Criminal justice must be a priority for the new government, say magistrates

The criminal justice system must be a priority for the new government, says the Magistrates’ Association.

Jun 14, 2024
By Paul Jacques
Tom Franklin, chief executive of the Magistrates’ Association

The membership body for magistrates in England and Wales has urged the new Lord Chancellor to do a fundamental review of the criminal justice system and boost investment in all parts of it.

Tom Franklin, chief executive of the Magistrates’ Association, said: “After the election, the Lord Chancellor, whoever they are, will be faced with a criminal justice system in its worst state in living memory. Courts are crumbling, understaffed and overwhelmed with cases; probation services are struggling to cope; and prisons are bursting at their seams.

“There has been a tendency in recent years for governments to take knee-jerk decisions in reaction to the latest crisis, which only makes things worse somewhere else in the system. The recent operational measure to reduce the flow of cases into magistrates’ courts, Operation Early Dawn, is a perfect example of this.

“However, what is really needed is a fundamental review of the whole criminal justice system – policing, courts, probation, prisons, post-prison support, and rehabilitation services – that brings together all the key organisations involved, and a proper investment in the system. There are no quick fixes – what is needed is a long-term plan.

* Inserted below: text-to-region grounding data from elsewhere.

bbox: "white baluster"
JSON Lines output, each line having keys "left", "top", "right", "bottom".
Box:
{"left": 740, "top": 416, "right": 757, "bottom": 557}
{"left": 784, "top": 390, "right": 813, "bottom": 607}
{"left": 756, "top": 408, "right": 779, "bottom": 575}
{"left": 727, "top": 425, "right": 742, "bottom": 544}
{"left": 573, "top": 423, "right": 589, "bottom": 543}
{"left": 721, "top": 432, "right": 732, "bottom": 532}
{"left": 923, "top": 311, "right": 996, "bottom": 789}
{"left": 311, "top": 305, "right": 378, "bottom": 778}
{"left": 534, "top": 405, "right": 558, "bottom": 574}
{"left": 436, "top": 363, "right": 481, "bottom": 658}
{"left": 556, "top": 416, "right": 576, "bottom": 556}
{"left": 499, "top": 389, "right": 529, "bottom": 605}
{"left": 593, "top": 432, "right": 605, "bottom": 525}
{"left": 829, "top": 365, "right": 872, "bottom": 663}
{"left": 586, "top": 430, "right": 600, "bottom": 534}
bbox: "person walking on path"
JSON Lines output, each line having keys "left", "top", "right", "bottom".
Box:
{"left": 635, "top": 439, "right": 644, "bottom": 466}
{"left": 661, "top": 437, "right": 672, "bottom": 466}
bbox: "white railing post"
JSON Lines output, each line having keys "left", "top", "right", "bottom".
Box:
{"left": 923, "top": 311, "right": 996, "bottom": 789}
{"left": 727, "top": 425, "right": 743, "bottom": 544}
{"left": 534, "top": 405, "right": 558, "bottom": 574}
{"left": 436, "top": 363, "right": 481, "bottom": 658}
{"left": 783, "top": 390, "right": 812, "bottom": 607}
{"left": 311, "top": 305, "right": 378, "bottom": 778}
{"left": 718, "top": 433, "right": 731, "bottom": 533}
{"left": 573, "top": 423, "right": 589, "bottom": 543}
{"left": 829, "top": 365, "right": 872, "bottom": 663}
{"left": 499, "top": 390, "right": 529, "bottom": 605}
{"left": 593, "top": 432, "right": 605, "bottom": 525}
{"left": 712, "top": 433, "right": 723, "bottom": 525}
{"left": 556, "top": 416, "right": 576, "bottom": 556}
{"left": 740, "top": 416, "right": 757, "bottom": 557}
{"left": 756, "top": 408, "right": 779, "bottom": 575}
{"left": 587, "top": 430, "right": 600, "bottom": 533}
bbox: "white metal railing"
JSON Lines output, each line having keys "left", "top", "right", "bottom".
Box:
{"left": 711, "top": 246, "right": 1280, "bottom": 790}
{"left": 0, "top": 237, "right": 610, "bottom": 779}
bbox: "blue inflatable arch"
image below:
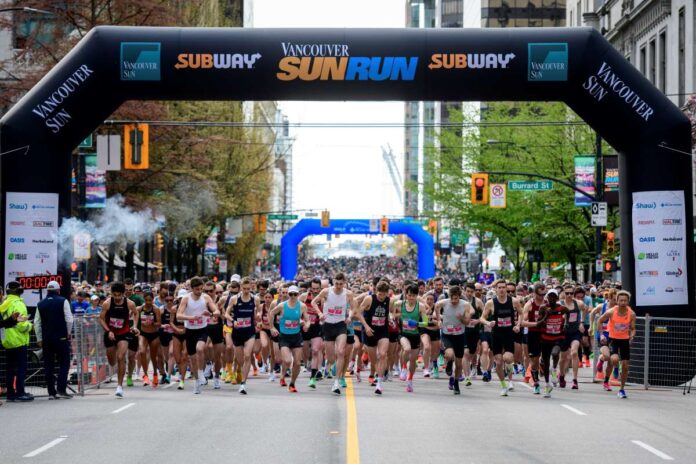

“We stand ready to work with the next government to improve the system for victims, witnesses and defendants.

He added: “We also need to have a grown-up discussion about sentencing. It is generally recognised that short custodial sentences are not very effective in promoting rehabilitation. We are concerned that plans to boost the capacity of the police will result in higher arrest rates.

“Without the resources needed to deal with them speedily, more people will be drawn into a criminal justice system increasingly beset by bottlenecks, delays and backlogs.”

The Magistrates’ Association has identified six areas for improvement :

  • Taking a whole-system approach to setting the right balance of resources between different parts of the criminal justice system;
  • Addressing staffing shortages across the criminal justice system, from court staff to probation officers to prison staff;
  • Investing in a wider range of high-quality community sentencing options across England and Wales that magistrates can have confidence in as alternatives to short custodial sentences;
  • Reviewing the potential for magistrates’ courts to take on greater work, to help reduce backlogs of the most serious cases in the Crown Court;
  • Addressing the dire physical state of court buildings, many of which are in a state of dilapidation; and
  • Improving the openness of the justice system, including more published performance data and reforms to the Single Justice Procedure.